You might nod and smile while leaning back and thinking that this could never happen to your business. After all, you make the business decisions, and ideally, data is just there to guide your decisions. But take a moment to consider how you use the data. It is very tempting to argue that a specific product should be discontinued because the forecast numbers are going down. More importantly, it feels like the right decision to take as you can back it up with facts. And even if it does not lead to the expected results, then nobody is to blame as the decision was made with the best intentions. Yet, somebody might be to blame if the system providing data is looking at information that might be accurate but provide the wrong foundation for the decision to be made.
I want to end this blog on a lighter note by providing you a path to solve this problem. However, I won’t, because I don’t have a good answer.
At Extreme Networks, we try to mitigate a problem by first defining the use case, and then looking at the data. We regularly re-evaluate data sets and ask the most critical question, “Is there a causal connection or just a correlation between the input data and the desired outcome?”

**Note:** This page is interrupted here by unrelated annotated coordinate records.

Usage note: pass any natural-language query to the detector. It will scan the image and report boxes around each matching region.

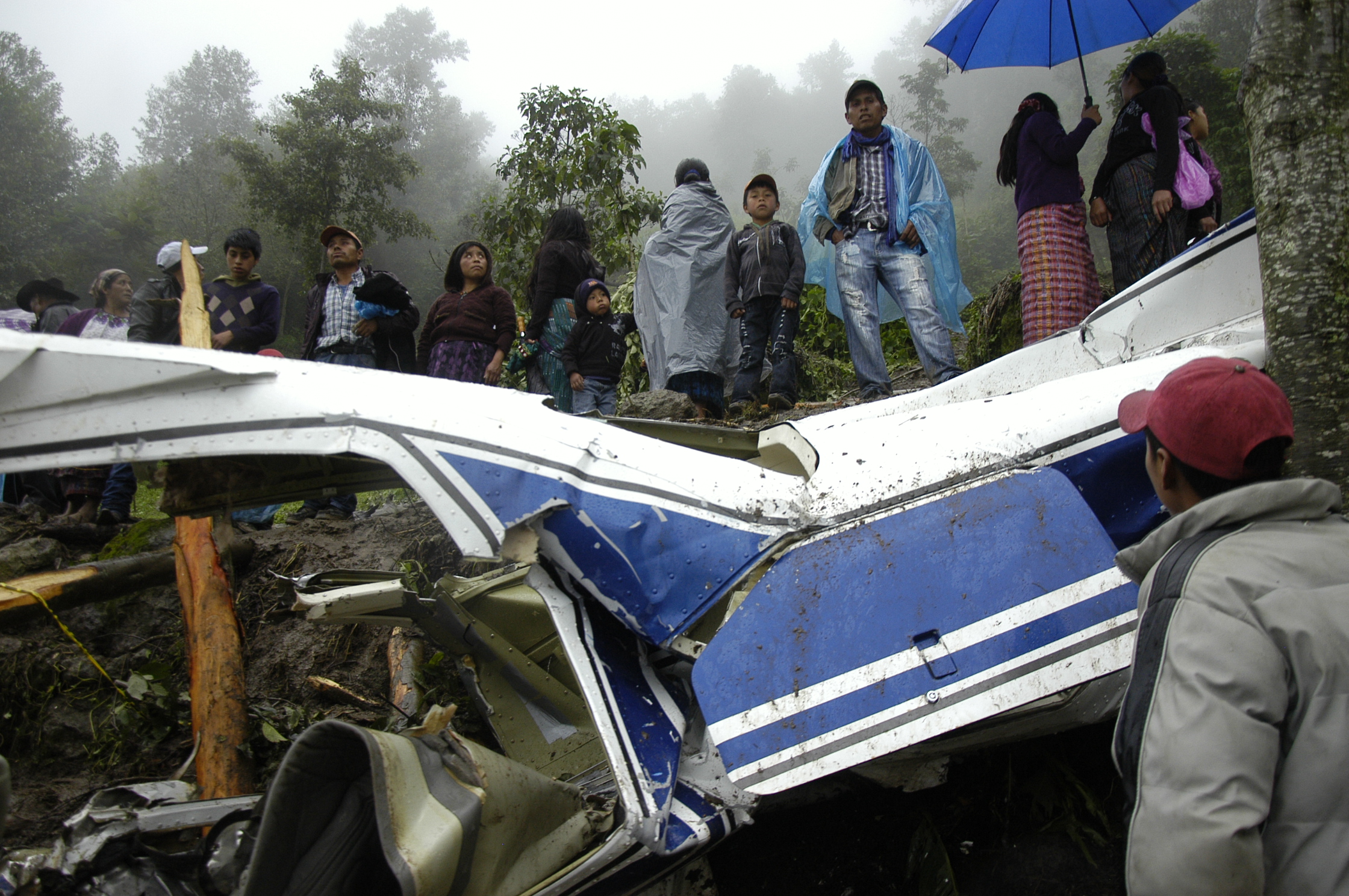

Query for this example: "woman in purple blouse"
[997,93,1101,346]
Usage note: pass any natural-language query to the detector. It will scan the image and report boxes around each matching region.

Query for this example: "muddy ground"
[0,497,1124,896]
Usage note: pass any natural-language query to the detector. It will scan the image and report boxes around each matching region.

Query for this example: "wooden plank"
[178,240,210,348]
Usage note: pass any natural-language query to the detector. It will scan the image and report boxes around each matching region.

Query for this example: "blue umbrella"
[927,0,1198,105]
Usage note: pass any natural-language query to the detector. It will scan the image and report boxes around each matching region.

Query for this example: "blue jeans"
[731,296,802,403]
[833,231,963,397]
[102,464,136,520]
[231,505,281,526]
[302,348,375,514]
[568,376,618,417]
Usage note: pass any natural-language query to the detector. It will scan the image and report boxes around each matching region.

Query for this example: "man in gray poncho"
[633,159,741,417]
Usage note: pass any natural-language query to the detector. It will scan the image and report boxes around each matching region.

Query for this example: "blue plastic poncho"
[796,124,974,334]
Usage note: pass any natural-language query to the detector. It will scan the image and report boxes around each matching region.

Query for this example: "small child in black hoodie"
[561,279,637,417]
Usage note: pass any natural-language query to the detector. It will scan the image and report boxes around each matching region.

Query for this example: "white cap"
[155,240,207,271]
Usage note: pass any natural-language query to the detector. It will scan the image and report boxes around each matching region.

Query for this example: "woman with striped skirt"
[1091,52,1187,291]
[997,93,1101,346]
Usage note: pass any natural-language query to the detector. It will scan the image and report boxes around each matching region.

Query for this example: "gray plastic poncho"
[633,181,741,390]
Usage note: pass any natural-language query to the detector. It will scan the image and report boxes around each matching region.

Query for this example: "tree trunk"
[173,240,254,800]
[173,517,255,800]
[1241,0,1349,488]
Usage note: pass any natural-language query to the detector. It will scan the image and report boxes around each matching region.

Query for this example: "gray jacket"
[1114,479,1349,896]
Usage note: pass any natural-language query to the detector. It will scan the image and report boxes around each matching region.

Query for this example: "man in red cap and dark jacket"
[1114,358,1349,896]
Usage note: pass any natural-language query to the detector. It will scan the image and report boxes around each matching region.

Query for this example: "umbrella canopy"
[927,0,1198,99]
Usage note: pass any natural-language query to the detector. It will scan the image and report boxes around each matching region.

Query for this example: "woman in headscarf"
[417,240,516,386]
[52,267,136,523]
[633,159,741,418]
[525,205,605,413]
[997,93,1101,346]
[57,267,135,343]
[1091,51,1187,291]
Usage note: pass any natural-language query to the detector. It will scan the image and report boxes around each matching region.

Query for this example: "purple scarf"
[843,127,900,246]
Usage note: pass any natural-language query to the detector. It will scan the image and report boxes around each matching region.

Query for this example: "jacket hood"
[1114,479,1344,583]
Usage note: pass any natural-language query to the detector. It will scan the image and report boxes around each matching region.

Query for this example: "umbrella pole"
[1067,0,1092,105]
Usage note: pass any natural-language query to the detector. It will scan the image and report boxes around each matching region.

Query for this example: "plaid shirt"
[316,267,375,352]
[851,146,890,228]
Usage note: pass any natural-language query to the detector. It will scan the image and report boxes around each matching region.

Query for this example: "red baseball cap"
[1120,358,1292,481]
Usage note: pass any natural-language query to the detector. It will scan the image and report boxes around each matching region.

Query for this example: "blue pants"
[833,231,963,397]
[572,376,618,417]
[731,296,802,403]
[102,464,136,520]
[231,505,281,526]
[301,348,375,522]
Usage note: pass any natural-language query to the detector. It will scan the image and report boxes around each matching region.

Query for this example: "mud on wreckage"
[0,219,1264,896]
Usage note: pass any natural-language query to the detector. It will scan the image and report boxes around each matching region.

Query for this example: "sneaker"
[726,398,754,417]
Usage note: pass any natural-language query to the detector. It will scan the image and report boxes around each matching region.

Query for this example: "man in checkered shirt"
[287,224,421,522]
[802,81,968,401]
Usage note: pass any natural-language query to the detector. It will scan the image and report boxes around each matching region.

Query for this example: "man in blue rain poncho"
[797,81,971,401]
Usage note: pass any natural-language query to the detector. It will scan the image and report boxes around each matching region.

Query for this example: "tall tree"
[478,86,661,305]
[224,57,429,261]
[135,46,258,163]
[1241,0,1349,487]
[0,31,83,293]
[882,60,979,198]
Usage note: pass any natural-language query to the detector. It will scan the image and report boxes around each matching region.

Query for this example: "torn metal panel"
[693,470,1137,794]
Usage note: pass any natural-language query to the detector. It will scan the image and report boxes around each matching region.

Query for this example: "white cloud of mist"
[0,0,935,157]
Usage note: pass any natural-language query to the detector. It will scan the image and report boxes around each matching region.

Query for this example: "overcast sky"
[0,0,932,157]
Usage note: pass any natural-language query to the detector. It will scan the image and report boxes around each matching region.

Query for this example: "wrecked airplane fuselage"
[0,213,1264,894]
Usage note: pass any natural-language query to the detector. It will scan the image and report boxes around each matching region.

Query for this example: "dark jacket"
[33,302,79,334]
[1091,85,1180,198]
[726,222,805,312]
[127,276,182,346]
[1114,479,1349,896]
[301,264,421,374]
[525,240,593,338]
[417,286,516,374]
[1013,112,1095,217]
[558,299,637,381]
[204,274,281,355]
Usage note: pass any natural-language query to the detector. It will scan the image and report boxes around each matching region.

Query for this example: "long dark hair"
[995,93,1059,186]
[525,205,590,298]
[1124,50,1185,108]
[445,240,493,293]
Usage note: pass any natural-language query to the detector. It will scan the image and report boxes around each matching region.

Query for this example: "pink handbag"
[1142,112,1213,211]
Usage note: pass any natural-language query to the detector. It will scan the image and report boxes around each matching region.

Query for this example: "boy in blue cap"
[726,174,805,417]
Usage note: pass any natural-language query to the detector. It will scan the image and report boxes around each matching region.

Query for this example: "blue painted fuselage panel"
[693,468,1137,769]
[440,450,765,644]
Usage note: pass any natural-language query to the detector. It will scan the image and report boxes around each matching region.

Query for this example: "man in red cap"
[1114,358,1349,896]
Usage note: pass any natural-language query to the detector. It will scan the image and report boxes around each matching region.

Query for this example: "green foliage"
[961,271,1021,370]
[900,60,980,198]
[224,57,429,263]
[1106,30,1254,219]
[476,86,661,309]
[0,31,84,293]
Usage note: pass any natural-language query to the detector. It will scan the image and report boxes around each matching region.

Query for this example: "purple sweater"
[1013,112,1095,217]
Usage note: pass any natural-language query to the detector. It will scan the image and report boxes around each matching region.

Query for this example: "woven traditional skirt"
[426,338,496,383]
[1105,152,1188,293]
[1016,202,1101,346]
[525,298,576,414]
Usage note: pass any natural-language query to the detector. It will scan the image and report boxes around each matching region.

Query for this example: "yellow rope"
[0,582,131,700]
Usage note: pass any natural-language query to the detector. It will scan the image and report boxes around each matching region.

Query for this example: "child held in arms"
[726,174,805,417]
[202,226,281,355]
[560,279,637,417]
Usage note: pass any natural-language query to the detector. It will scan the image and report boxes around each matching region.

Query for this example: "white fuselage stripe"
[708,567,1129,744]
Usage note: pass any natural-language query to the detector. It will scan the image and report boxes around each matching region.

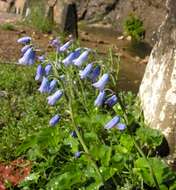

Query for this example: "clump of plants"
[1,37,176,190]
[123,14,145,42]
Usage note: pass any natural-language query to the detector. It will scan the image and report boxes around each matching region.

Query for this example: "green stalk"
[133,138,160,190]
[115,91,160,190]
[68,71,104,184]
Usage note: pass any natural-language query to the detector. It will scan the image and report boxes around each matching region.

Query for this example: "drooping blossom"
[105,95,118,107]
[89,65,101,82]
[51,38,61,48]
[45,64,52,76]
[38,77,49,93]
[117,123,126,131]
[17,36,32,44]
[70,131,77,138]
[92,73,109,91]
[79,63,93,79]
[49,114,61,127]
[35,64,44,81]
[94,91,106,107]
[104,116,120,129]
[18,47,35,65]
[21,45,32,54]
[49,79,57,92]
[74,151,82,158]
[62,48,81,66]
[73,50,90,67]
[59,40,73,52]
[47,90,63,106]
[38,55,45,62]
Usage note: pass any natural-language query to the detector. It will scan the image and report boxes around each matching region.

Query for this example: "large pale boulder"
[139,0,176,158]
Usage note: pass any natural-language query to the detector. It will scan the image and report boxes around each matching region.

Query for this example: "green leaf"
[136,127,163,147]
[134,157,174,187]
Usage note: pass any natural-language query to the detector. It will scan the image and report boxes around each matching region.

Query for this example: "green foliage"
[123,14,145,42]
[0,39,176,190]
[0,64,50,161]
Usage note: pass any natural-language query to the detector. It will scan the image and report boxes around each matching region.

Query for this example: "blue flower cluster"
[17,36,126,157]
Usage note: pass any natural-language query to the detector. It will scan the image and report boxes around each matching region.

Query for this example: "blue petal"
[94,91,106,107]
[45,64,52,76]
[21,45,31,54]
[79,63,93,79]
[74,151,82,158]
[92,73,109,91]
[17,36,31,44]
[59,40,73,52]
[105,95,118,107]
[49,114,61,127]
[117,123,126,131]
[47,90,63,106]
[62,48,81,66]
[49,79,57,92]
[38,77,49,93]
[89,65,101,82]
[35,64,44,80]
[73,50,90,67]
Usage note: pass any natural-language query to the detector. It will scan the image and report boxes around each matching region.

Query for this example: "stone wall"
[76,0,166,45]
[139,0,176,160]
[0,0,166,45]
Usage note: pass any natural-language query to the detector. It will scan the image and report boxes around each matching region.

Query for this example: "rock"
[139,0,176,159]
[76,0,166,46]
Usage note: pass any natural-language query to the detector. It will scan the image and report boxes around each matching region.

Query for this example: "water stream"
[79,27,151,93]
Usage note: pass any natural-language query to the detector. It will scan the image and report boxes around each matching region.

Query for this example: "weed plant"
[123,14,145,43]
[1,37,176,190]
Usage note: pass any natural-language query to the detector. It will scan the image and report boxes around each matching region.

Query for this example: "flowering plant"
[11,37,176,190]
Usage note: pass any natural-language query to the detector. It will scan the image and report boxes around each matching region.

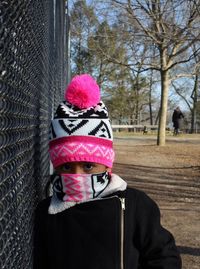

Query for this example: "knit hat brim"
[49,136,114,168]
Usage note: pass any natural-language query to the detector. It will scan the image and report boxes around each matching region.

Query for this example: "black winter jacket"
[34,188,181,269]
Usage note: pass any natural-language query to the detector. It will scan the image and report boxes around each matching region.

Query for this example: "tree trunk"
[157,70,169,146]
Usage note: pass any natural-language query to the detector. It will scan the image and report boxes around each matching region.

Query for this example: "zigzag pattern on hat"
[51,118,112,140]
[54,101,108,119]
[50,142,114,162]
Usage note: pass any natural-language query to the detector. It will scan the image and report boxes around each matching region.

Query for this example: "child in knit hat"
[34,74,181,269]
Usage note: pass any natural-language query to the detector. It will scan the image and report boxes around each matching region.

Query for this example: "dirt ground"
[113,133,200,269]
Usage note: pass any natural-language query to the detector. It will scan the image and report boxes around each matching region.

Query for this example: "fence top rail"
[112,124,158,129]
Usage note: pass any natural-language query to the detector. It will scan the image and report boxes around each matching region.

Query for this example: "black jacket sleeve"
[136,189,181,269]
[33,199,49,269]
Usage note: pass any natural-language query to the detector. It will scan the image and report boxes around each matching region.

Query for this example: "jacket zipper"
[119,198,125,269]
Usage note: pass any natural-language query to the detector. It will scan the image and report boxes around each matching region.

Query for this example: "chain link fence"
[0,0,68,269]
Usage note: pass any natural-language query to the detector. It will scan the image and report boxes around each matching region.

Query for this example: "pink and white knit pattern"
[49,136,114,167]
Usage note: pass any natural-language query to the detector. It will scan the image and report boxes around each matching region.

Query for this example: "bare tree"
[104,0,200,146]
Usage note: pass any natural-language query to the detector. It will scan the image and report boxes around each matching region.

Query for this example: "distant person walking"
[172,106,184,135]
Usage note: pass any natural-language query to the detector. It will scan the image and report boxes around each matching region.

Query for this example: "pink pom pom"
[65,74,100,109]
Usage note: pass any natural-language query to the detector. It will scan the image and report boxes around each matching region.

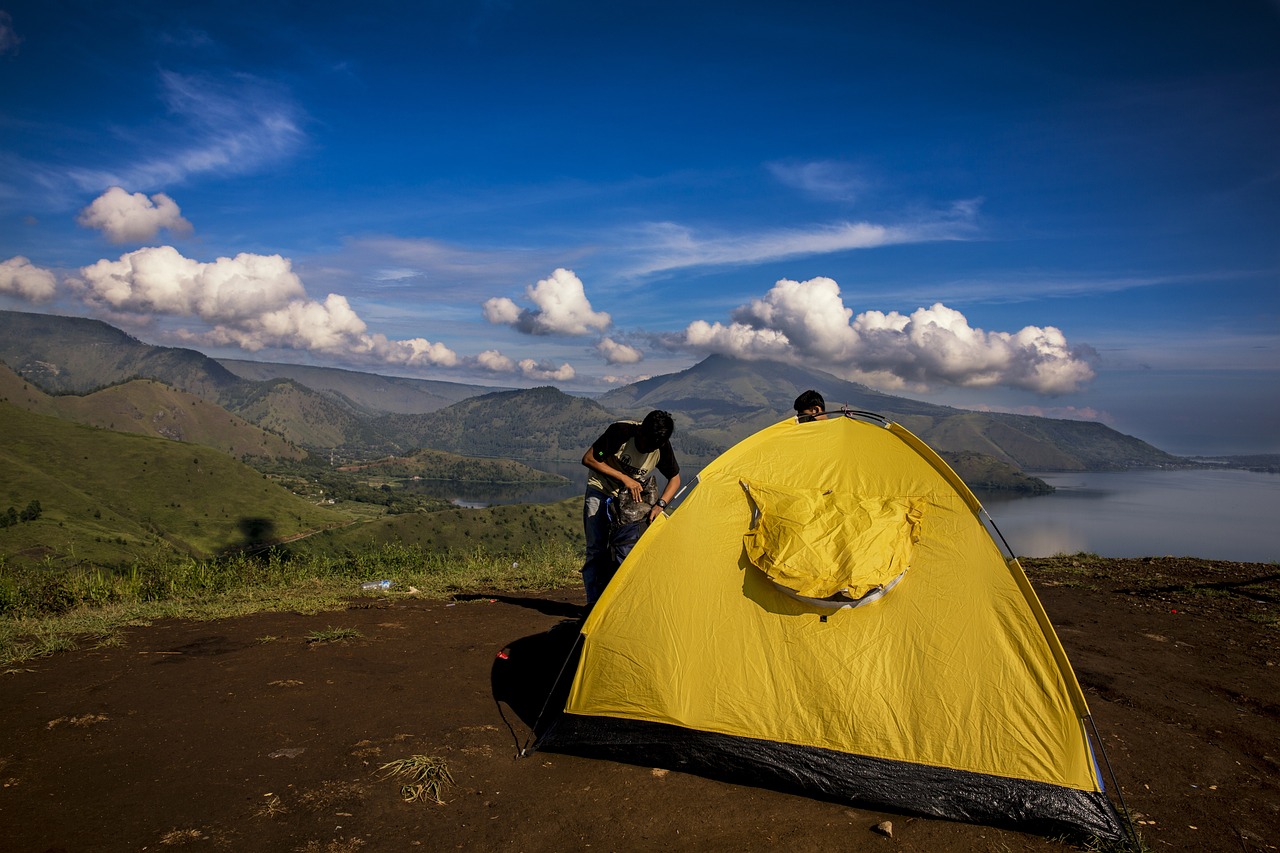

Becoming a data-driven company is not a single step that magically transforms your business into the digital age. It is an ongoing process that does offer enormous benefits by streamlining the decision process through automation. But be aware that this decision process can swing in both directions. If the input data is bad, but the process is correct, a remedy usually becomes apparent in the short term. Should the input data be good, but the system behind it is flawed, automation might lead you to a wrong path, maybe even to the point of no return.
There are certainly people who prefer to follow their gut instead of an automated data pipeline, and I don’t want to go so far as to say that one is better than the other. I do think that it is generally a good idea to reserve the same skepticism for both. After all, you wouldn’t blindly follow the results of a single study or paper without looking at the methods employed, would you?